The MIB out to put down a Foo Fighter gets a raised brow, and she offers a wan grin. "You shouldn't be a night owl," she warns. "They expect you to make a habit of it."

Michael Erickson has posed:
    Michael is a night owl by nature, if strictly speaking evolved from another bird of prey; his eyes are bright despite the hour, and when Jane emerges from her offices to recieve him the tall, quiet man offers her a nod in greeting.

    It's his nature to show respect to superiors in organization, after all. The good old Shi'ar way.

    "Doctor," he offers by way of greeting. "Good evening. I've just come from meeting with the Chief. Tell me, what do you know of the Badoon?"

Jane Foster has posed:
Night owl, night hawk, there is a precedent here. Add Strix and a Darkhawk, all might be turning on a different axis of history entirely.

He is met with a chuckle as Jane finally turns to the coffee, more for pleasure than any other reason. A deep sip taken revivifies her from staring at complex equations and an assortment of faded, grainy images like in a child's game of 'Spot the Difference' found at pancake restaurants.

"There's relatively fresh coffee in the pot if you feel thirsty," she offers as a greeting. "You met up with the Chief? How is she doing?" Progressing, the word almost trips off her tongue. "The /Badoon/?" The word tumbles backward. "Socially dimorphic based on sex, and not terribly common in these parts, or else we'd have heard of them far more. Are you about to tell me they're dwelling near Proxima Centauri and we need to worry about an imminent visitation?"

Michael Erickson has posed:
    "The Badoon," he echoes, brows arched. "I don't know much of them - but two days ago, while exploring the upper atmosphere of Jupiter, I came upon an abandoned gas refinery of some sort that bore all the hallmarks of their architecture." Straight to the point, our lad. No time for nonsense. "It was about to go into a chain reaction thanks to its reactor failing, so I had to destroy it." A beat. "But I was able to secure one of its maintenance automatons. I've got it in my freezer chest at home."

Jane Foster has posed:
"That's about all I have at my fingertips on memory, not to say that would be the limits to what we might have stored on file. Did the chief suggest anything different?" Jane taps the screen of her tablet six times, and around the fifth, it finally decides to lock instead of glowing as it has for the past thirty seconds.

She swivels in the seat, prepared to rise if he needs though Michael's position relative to her makes for an easy conversation so far. "You found a /gas/ refinery in the upper atmosphere of Jupiter. Despite the questions I have about radiation, that suggests they were harvesting hydrogen and helium. Not enough methane to be worthwhile unless they can concentrate it, though the molecular concentration could be excited with the right engineering.

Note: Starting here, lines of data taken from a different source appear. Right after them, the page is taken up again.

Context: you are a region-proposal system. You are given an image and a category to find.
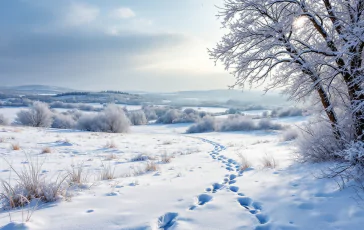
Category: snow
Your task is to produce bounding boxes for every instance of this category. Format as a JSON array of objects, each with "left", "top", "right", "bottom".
[{"left": 0, "top": 118, "right": 364, "bottom": 230}]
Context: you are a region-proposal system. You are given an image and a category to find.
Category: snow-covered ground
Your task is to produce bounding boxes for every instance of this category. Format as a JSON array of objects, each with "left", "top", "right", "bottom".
[{"left": 0, "top": 118, "right": 364, "bottom": 230}]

Although exactly how, we're talking about a space race with access to wholly unknown abilities or architecture on my part, so presumably anything is possible." Her finger slips across the table and point. "Better not to irradiate the atmosphere, albeit a shame about the loss. Star Trek taught us well not to mess about with alien tech by dragging it home without good reason. If you can contain that automaton... then... you've got about a hundred people here ready to scramble out of bed at the first flash you broadcast, if you do."

Michael Erickson has posed:
    "It's dead, alas," Michael replies with a tight smile. "And no, but she was a bit exasperated to find that I've had enough experience with storing bodies in my freezer that I wasn't bothered enough to stick it in there too." But alas! That is how things go. The Shi'ar pauses to check his watch, perhaps a bit surprised at the hour himself. "...well, at any rate. The rig seemed to have been abandoned for some several centuries - but the automata were essentially zombies harvested from human stock. That is to say, robots, but with human bodies used as the base platform. Augmentations aplenty on dead flesh, animated by what means I am not familiar with." Which is, of course, why he's here. "A science team is coming by tomorrow to pick the unfortunate fellow up."

Jane Foster has posed:
"Bother." No point in saying death is hardly an issue, since that very much lies outside the purview of the wider SHIELD community and even its tight-knit social ranks. The psychopomp in their presence keeps things politely underwraps, the gold bracelet on her wrist hidden by the sweater sleeve for the moment. "That would change little other than a line of questioning, I suppose. Was it dead on site, or perish en-route? I don't have a good timeframe for how long decay factors into transporting something like that out of the Jovian magnetosphere, and whether we need to let it cool off."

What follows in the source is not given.